Despite the fact that monthly inflation rose again since December, the BCRA is not expected to make a new increase. Consumer prices rose 6% in January and inflation registered 98.8% in the last 12 months. Inflation in January -6.0%- practically kept pace with the performance of time deposits, which remain at 6.2% per month (107% effective per year).
A BCRA source said a rate hike discussion was not “on the agenda” before the weekly board meeting on Thursday. Its directors normally make decisions on the rates in the middle of each month, although these can be modified at any other time. Financial analysts agreed that a further increase was unlikely.
“The performance (of the BCRA) should be maintained, given that the nominal annual monetary policy rate of 75% is consistent with inflation of almost 6.3% per month. Thus, even if it is slightly above this number, there would not be greater pressure from that side to raise it,” said Roberto Geretto, of the Fundcorp investment fund.
“A new increase would imply a greater quasi-fiscal deficit and endogenous issuance to pay the interest of the (letters) ‘Leliqs’, damaging the balance of the BCRA itself. It is most likely that they will only raise it if the perspective is that inflation settles in 7% monthly and not for a single piece of information“, he added.
The current rate of 75% nominal annual of the BCRA is equivalent to the effective annual 107, which in the opinion of the analysts still exceeds the general rise in prices.
Mauro Mazza, from Bull Market Brokers, agreed that he expects the BCRA to maintain its stable policy “both for ‘Leliqs’ and for bank ‘Pases’, although we are concerned about the Treasury tender, which will probably reissue bills with shorter maturities to 90 days and is forced to mark a high effective rate to raise funds”.

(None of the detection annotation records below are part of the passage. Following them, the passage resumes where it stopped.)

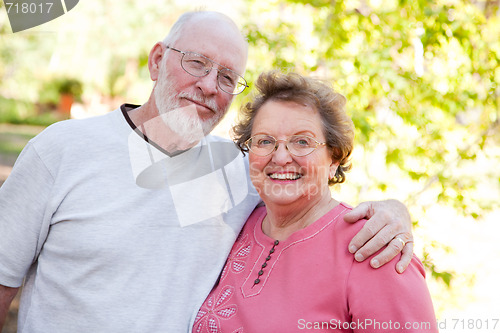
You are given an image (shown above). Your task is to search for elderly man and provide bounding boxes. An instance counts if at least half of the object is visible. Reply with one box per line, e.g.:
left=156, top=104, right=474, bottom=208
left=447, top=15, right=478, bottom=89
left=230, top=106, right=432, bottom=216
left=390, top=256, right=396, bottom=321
left=0, top=12, right=412, bottom=333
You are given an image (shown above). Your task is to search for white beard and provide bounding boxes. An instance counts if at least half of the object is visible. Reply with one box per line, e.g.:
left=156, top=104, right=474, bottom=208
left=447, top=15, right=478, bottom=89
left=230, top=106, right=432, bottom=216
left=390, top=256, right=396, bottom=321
left=154, top=61, right=225, bottom=144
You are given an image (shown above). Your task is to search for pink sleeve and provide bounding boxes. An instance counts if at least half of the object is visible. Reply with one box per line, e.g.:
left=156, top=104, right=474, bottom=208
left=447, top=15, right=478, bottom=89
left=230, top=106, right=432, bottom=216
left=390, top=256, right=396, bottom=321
left=346, top=256, right=438, bottom=333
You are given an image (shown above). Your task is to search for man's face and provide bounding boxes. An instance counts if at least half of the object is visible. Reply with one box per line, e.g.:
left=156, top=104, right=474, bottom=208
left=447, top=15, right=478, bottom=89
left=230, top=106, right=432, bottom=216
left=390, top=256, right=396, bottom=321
left=154, top=18, right=246, bottom=140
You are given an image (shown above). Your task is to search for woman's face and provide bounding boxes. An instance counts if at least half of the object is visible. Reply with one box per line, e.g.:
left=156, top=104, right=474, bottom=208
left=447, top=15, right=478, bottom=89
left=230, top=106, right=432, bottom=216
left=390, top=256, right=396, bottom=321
left=249, top=101, right=338, bottom=209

Inflation had fallen from a monthly high of 7.4% in July last year, raising hopes until December that there could be a rate cut in early 2023. That now seems like a distant prospect.
“At the end of last year it was thought that inflation would decrease slowly and for this reason a possible drop in rates was even analyzed, but now the reality has changed and it does not seem appropriate to make monetary changes,” a BCRA adviser told Reuters under condition of anonymity.
“It will be important to see the trend of core inflation, without forgetting the external financial context.”he claimed.
“The situation could lead the administration of President Alberto Fernández to walk a fine line between controlling inflation and supporting growth,” said Gustavo Ber, from the consultancy Estudio Ber.
“It seems unlikely that at the moment it will be decided to touch the rate in the BCRA (…) It is an election year, and all decisions will be short-term and will be conditioned by said scenario”he concluded.